枇杷を見かける季節となりました。

 

植えれば不幸になるとも言われる枇杷だけど、どちらかといえば縁起のいい植物だと思うんですよね。実際、枇杷の葉は「大薬王樹」とも呼ばれているし、枇杷製の杖は「長寿杖」として縁起物だし。もちろん食べても美味しいしね。

 

不幸になると言われている割には、あちらでもこちらでもオレンジの実が生っていて、そうなるとひとつぐらいは食べてみたくなったりして。ありがたいことに、ご近所さんからお裾分けをいただきました。枇杷とかアケビとか、ほんのりとした素朴な甘さがあって好きです。

 

 

枇杷を「身代わりの木」として植えていたとか、薬効がある枇杷の葉を求めて病人が集まったとか、葉が大きくて日当たりが悪くなるからとか。
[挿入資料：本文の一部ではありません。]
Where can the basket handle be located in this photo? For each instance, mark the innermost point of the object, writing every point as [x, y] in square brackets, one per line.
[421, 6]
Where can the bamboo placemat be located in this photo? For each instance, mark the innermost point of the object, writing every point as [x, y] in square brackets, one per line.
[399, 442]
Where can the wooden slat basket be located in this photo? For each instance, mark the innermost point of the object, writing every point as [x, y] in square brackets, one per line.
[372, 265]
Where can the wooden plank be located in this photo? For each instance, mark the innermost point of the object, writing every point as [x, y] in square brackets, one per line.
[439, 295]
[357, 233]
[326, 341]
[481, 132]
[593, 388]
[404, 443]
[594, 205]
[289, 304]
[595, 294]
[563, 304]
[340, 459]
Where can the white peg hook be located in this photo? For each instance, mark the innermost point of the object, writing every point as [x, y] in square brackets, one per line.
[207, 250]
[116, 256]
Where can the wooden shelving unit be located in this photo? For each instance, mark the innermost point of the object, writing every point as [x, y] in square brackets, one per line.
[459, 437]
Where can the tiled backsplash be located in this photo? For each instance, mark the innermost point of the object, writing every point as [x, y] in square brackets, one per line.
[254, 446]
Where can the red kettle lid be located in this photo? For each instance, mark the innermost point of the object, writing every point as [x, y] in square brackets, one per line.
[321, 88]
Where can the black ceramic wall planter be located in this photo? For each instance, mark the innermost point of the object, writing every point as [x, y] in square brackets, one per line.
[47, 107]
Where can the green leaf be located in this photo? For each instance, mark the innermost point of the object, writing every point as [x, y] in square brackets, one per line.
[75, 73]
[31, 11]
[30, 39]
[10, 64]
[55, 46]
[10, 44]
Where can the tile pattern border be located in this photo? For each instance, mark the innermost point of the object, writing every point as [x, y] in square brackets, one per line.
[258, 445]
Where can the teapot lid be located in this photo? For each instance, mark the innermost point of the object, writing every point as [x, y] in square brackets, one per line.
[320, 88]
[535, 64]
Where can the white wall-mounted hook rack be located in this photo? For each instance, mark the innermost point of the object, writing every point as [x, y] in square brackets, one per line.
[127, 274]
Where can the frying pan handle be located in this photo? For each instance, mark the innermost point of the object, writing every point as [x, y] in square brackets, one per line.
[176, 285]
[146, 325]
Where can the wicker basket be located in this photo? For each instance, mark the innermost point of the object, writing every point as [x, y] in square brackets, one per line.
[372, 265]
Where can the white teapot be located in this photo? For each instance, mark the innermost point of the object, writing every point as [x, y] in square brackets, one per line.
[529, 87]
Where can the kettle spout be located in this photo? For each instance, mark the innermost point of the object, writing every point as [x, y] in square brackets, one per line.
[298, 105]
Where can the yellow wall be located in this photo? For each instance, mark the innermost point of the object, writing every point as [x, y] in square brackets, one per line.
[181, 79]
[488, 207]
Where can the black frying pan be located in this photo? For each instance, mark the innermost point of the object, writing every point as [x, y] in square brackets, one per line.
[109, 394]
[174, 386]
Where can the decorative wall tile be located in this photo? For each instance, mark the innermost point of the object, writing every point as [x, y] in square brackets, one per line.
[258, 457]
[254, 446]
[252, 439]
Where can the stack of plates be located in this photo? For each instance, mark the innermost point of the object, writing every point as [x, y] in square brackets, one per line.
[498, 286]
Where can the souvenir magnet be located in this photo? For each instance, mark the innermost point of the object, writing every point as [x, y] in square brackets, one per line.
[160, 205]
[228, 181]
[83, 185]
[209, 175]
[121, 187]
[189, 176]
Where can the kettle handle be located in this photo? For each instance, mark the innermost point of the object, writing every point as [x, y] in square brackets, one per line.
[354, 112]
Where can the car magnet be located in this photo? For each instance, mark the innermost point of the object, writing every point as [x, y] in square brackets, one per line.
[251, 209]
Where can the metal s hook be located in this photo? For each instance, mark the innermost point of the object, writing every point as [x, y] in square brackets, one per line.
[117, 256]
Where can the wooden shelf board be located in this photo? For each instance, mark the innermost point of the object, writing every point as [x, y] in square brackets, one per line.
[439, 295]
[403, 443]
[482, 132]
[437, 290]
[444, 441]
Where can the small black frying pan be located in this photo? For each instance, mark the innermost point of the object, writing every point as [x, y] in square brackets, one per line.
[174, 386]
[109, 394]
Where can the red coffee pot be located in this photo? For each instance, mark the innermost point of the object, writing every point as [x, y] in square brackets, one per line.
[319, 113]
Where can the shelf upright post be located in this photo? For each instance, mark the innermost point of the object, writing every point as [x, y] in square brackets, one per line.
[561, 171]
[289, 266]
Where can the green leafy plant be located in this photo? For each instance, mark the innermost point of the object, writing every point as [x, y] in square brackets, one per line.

植えれば不幸になる説は、そんなところからきているみたいですね。

 

 

幼い頃にチフスにかかり、病気を乳母にうつしてしまった白秋。白秋にとっての枇杷は、自分の身代わりとして亡くなった、乳母への想いを象徴している木。「黄なる枇杷の実かがやく」は、あなたのおかげでこうして生きていられますということなのだろうと個人的には思っています。

 

枇杷のオレンジ色を見かければ、やっぱり私は嬉しくなります。